The gross contribution does not tell us the benefits of hunting and shooting for the Australian economy, or conversely, the impact on the economy of the (hypothetical) situation where hunting and shooting were prohibited. If hunting and shooting were prohibited, hunters and shooters would redirect their expenditure to other goods and services, and in many cases to similar outdoor activities such as camping, fishing, four-wheel driving and so on. The ‘net’ contribution to the economy, taking into account the substitution of expenditure to other activities is estimated to be $335m, or 0.02 per cent of Australia’s GDP.
The states where the highest amount of economic activity occurred (on and off trip) were New South Wales and Victoria. These states have relatively large populations of hunters and shooters and hunters and shooters from other states to travel there to hunt and shoot.
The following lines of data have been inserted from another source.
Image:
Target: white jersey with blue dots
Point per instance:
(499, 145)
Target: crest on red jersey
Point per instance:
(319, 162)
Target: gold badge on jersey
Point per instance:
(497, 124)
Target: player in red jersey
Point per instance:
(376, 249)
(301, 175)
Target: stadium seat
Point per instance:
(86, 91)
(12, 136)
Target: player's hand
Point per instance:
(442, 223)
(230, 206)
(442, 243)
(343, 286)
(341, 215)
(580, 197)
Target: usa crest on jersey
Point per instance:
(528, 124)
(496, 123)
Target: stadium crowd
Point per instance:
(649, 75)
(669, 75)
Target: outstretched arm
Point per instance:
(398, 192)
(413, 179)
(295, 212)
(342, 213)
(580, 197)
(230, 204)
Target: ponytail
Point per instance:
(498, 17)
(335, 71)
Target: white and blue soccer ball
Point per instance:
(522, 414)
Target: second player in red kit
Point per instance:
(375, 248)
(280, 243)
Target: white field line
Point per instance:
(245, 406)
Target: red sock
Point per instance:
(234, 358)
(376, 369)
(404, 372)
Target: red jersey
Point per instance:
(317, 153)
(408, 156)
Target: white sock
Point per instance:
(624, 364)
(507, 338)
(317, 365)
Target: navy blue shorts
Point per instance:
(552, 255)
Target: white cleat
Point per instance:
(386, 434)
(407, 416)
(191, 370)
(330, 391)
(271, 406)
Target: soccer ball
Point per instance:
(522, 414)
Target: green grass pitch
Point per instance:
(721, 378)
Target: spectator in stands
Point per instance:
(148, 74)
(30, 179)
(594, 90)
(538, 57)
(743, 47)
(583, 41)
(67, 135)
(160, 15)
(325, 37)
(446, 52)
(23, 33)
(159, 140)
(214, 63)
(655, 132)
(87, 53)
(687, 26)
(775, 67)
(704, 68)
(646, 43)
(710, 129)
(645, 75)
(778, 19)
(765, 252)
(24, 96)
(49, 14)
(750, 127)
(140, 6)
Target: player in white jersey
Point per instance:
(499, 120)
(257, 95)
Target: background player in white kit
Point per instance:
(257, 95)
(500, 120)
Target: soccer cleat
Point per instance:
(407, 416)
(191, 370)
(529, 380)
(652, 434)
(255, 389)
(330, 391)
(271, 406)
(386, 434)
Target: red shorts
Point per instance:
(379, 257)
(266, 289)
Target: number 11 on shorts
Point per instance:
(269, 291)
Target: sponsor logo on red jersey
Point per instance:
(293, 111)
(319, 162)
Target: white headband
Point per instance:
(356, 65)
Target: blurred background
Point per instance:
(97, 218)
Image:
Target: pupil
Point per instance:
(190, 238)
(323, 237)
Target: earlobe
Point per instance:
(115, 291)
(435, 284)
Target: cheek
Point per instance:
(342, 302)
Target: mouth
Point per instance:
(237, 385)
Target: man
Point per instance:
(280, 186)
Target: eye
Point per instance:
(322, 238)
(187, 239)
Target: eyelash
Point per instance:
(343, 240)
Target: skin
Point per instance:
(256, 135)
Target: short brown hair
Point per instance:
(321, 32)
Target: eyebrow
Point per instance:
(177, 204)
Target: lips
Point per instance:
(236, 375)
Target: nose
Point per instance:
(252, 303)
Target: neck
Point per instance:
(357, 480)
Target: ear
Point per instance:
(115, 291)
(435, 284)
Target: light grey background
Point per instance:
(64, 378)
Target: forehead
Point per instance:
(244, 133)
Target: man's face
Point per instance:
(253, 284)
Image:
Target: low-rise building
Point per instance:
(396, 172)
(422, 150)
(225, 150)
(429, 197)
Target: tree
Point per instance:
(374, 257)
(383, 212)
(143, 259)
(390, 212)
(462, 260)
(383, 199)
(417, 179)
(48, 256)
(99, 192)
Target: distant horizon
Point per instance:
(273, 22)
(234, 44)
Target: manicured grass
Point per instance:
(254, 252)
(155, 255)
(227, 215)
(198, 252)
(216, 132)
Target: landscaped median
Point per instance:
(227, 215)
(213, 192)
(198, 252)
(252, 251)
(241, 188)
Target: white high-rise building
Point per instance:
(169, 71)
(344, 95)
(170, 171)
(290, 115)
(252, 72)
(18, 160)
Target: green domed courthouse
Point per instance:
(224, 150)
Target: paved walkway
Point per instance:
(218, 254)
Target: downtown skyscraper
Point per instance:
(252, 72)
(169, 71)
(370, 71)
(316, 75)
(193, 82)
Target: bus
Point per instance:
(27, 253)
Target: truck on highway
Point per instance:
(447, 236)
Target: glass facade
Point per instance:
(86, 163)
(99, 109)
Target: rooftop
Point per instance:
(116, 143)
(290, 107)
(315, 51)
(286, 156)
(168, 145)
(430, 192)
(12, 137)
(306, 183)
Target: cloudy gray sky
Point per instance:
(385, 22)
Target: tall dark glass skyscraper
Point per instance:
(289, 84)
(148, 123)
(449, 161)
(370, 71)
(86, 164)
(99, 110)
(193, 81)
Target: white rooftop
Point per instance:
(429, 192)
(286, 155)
Hunting and shooting provides an opportunity for participants to engage in physical activity and hunters and shooters are more likely to be active than the general population. It also provides pathways to higher wellbeing for participants through nature connection, self-efficacy, social networks, physical activity and nutrition; again hunters and shooters have higher levels of well-being than the general population. However, it is not clear whether this is the result of correlation or causation: whether hunting and shooting is responsible for the higher levels of physical activity and well-being, or some other reason.
The data for this study was collected through an online survey, completed by 16,576 hunters and shooters.
Survey respondents were self-selecting and biased towards active hunters and shooters. The best estimate of the level of activity in the population is from data collected by the Australian Bureau of Statistics (9% across the entire population and the Victorian Game Management Authority (63% across Victorian game hunters). The level of activity is crucial to the estimates of economic impact and the major source of uncertainty in this study. Further research on this topic should focus on establishing a reliable and unbiased estimate of the activity levels of hunters and shooters.